ロキソニンの副作用とは?

 まず副作用についてですが、ロキソニンは一般的に飲み続けたり、一度に多く飲んだりすると腎臓や、胃に障害をもたらす場合があります。

 ロキソニンが働きを抑えている「プロスタグランジン」という成分には血管を広げる役割もあります。その為ロキソニンの飲みすぎでプロスタグランジンを抑えすぎると、同時に血管を広げる作用も抑えてしまいます。

 この結果として、腎臓に血液を送る血管を広げられなくなり、血管が収縮し、腎臓に十分な血液が流れなくなることがあります。

 また、ロキソニンには胃の粘膜を保護している「COX1」という成分を抑制する作用があるので、ロキソニンを飲み過ぎると胃が荒れて胃潰瘍になったりする場合もあります。

 ただし、「コロナ感染中の間だけ」ロキソニンを飲むくらいなら、ほとんどの人にとってこのような症状は起こりません。とはいえ、後遺症などで漫然とロキソニンを飲むことは避けた方が良く、心あたりのある方は一度医師に相談しましょう。

 ロキソニンを長期間飲む必要がある場合には、胃酸の分泌を抑える薬を一緒に飲んで、胃潰瘍の予防をすることが一般的です。

カロナールの副作用とは?

 一方でカロナールは、副作用が全くない訳ではありませんが、上限として1日4000mgまで使用して良いとされています。この閾値を超えるには300mgの錠剤で言えば14錠に相当しますので、ここまで使用する人はほぼいないと思われますので、ある程度安心して良いでしょう。

 とはいえ閾値を超えてしまうと、カロナールは肝臓で代謝されるので、肝臓に負荷がかかり肝障害が生じるおそれがあるので、節度は持って使用してください。

 実は、これらの薬にはそもそも飲んではいけない人も存在します。ロキソニンについては、まず含まれる「アスピリン」という成分によって喘息が引き起こされる場合があります。

 この現象を「アスピリン喘息」と呼び、実は大人の喘息の5-10%の原因を占めるとされています。他にも、出産を目前に控えた妊婦さんも飲んではいけません。

 妊娠の終盤(20週以降)では、ロキソニンを内服すると赤ちゃんの心臓周りの血管に「動脈管早期閉鎖」と呼ばれる異常が出現してしまう可能性があるため、禁忌とされています。

 また、お子さんにとっても、一般的にロキソニンは処方されませんし、また子どものインフルエンザの時は、インフルエンザ脳症のリスクが上がるので使用してはいけない、とされています。

 一方でカロナールに関しては、アスピリン喘息を引き起こすことはかなり少ないとされていますし、妊婦やお子さんでも安心して使用できます。
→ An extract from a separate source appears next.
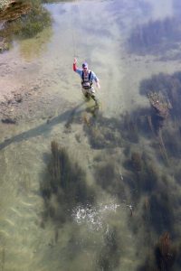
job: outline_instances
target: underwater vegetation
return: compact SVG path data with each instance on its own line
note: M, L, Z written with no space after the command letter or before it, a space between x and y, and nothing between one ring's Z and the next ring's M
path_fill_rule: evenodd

 ロキソニンの方がやや痛み止めとしての作用は強いのですが、長いこと飲んだり大量に飲むと副作用を起こしたり、今紹介したように使えない人がいたりするので、カロナールをお出しした方が処方する側としては安心といえます。まとめると、下記のようなイメージです。

・効果に関してはロキソニンの方がやや期待できる。

・副作用はロキソニンの方が出やすく、胃や腎臓を傷つけることも。ただし短期間の使用で副作用が出ることは少く、長い間飲むなら胃薬を併用。カロナールはよほど大量に飲んでしまわない限りはほぼ気にしなくて良い

・ロキソニンは解熱薬で喘息が出る人、妊娠後半の妊婦さん、お子さんには非推奨。カロナールは飲んで症状が出てしまう人以外は使用して大丈夫

 新型コロナにり患した際は、現状軽症者には「対症薬」と呼ばれる薬しか選択肢になかったり、市販薬に頼らざるを得なかったりするため、こういった身近な薬の知識も身に着けておきましょう。